Locating a root of an equation
Lesson: use graphical and simple numerical scans to find intervals containing roots.
Exercise 1 – Locate a root by sign changes
Work with the preset function f(x) = x³ − x − 2. Scan an interval and automatically detect subintervals where f changes sign, indicating at least one root.
Discussion
The scan does not give the root directly but identifies where to start more precise methods such as bisection or Newton’s method.
Bisection (dichotomy) method
Lesson: systematically shrink an interval that brackets a root.

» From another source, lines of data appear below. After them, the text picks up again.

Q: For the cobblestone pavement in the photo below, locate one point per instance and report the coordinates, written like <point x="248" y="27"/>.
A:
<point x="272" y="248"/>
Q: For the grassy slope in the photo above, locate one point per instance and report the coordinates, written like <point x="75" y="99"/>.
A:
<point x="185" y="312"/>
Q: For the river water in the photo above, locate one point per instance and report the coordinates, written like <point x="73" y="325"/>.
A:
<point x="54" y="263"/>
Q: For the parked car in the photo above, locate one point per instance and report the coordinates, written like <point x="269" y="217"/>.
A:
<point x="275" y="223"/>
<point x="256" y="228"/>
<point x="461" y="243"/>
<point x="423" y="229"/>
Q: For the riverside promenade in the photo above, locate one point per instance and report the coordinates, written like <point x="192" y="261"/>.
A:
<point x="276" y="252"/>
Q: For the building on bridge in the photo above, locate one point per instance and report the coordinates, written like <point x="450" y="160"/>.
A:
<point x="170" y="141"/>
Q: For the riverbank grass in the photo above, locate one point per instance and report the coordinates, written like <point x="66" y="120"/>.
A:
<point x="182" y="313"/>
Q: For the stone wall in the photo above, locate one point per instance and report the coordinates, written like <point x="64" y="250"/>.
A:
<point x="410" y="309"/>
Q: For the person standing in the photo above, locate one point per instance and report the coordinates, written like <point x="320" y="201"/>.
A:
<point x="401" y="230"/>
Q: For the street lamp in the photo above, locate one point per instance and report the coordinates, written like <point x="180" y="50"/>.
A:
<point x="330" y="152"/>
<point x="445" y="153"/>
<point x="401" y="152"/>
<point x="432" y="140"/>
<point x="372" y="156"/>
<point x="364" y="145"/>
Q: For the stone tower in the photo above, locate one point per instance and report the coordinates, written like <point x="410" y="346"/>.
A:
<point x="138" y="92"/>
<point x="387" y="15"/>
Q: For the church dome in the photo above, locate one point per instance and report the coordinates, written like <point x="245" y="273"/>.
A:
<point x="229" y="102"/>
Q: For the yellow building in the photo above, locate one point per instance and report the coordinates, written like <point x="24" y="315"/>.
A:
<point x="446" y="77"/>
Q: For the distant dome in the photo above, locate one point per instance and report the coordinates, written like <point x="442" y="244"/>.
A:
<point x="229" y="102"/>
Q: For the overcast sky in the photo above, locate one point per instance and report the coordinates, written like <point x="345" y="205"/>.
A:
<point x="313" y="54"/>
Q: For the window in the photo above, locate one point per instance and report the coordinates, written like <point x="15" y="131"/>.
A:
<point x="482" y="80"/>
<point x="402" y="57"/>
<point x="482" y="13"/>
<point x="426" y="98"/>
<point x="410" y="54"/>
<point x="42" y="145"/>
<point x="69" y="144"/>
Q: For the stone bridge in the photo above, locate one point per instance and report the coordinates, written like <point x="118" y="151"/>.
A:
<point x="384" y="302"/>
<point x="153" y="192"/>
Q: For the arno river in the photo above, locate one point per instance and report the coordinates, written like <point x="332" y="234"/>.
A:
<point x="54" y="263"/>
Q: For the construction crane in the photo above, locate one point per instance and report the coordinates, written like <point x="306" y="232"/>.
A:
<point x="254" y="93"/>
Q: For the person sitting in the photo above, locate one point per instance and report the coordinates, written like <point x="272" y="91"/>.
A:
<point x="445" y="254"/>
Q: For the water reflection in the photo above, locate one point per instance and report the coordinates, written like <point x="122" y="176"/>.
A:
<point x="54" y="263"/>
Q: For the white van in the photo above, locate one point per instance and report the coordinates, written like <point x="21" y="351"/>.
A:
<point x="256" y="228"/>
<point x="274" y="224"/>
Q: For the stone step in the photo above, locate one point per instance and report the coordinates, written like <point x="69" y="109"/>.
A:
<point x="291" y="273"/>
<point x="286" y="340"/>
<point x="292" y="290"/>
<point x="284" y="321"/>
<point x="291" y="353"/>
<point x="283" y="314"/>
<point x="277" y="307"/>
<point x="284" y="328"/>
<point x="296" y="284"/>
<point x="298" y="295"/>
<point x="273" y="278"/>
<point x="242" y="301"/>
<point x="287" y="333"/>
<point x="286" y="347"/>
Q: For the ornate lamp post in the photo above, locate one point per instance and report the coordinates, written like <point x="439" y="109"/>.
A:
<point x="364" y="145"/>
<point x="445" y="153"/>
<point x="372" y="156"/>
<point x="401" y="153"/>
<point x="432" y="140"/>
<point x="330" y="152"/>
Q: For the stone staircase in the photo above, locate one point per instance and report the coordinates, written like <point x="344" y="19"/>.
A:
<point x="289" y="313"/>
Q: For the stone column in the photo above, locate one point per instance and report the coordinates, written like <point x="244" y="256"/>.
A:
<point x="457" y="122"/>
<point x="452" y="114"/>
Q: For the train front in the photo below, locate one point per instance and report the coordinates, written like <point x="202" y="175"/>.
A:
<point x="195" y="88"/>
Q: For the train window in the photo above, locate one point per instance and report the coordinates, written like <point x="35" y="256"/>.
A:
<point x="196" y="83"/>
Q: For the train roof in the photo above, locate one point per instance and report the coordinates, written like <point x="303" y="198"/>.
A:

Exercise 2 – Bisection on x³ − x − 2
Use the bisection method to approximate a root of f(x) = x³ − x − 2, starting from the default bracket [1, 2], which is known to contain a root. Choose the maximum number of iterations and a tolerance for the interval length.
Algorithm
Given a continuous f and [a, b] with f(a) * f(b) < 0:
for k = 0, 1, 2, ...
c = (a + b) / 2
if f(c) = 0 or (b - a)/2 < tolerance: stop
else if f(a) * f(c) < 0:
b = c
// root in [a, c]
else:
a = c
// root in [c, b]
Newton’s method (Newton–Raphson)
Lesson: use tangent lines to converge rapidly to a root.
Exercise 3 – Newton’s method on cos(x) − x
Consider f(x) = cos(x) − x, which has a root near x ≈ 0.739. Choose an initial guess x₀ and iterate Newton’s method up to a given number of steps, observing the convergence.
Iteration formula
For f(x) = cos(x) − x:
f'(x) = −sin(x) − 1
Newton iteration:
x_{n+1} = x_n − f(x_n) / f'(x_n).
Stop when |x_{n+1} − x_n| is below the chosen tolerance or
when the maximum number of iterations is reached.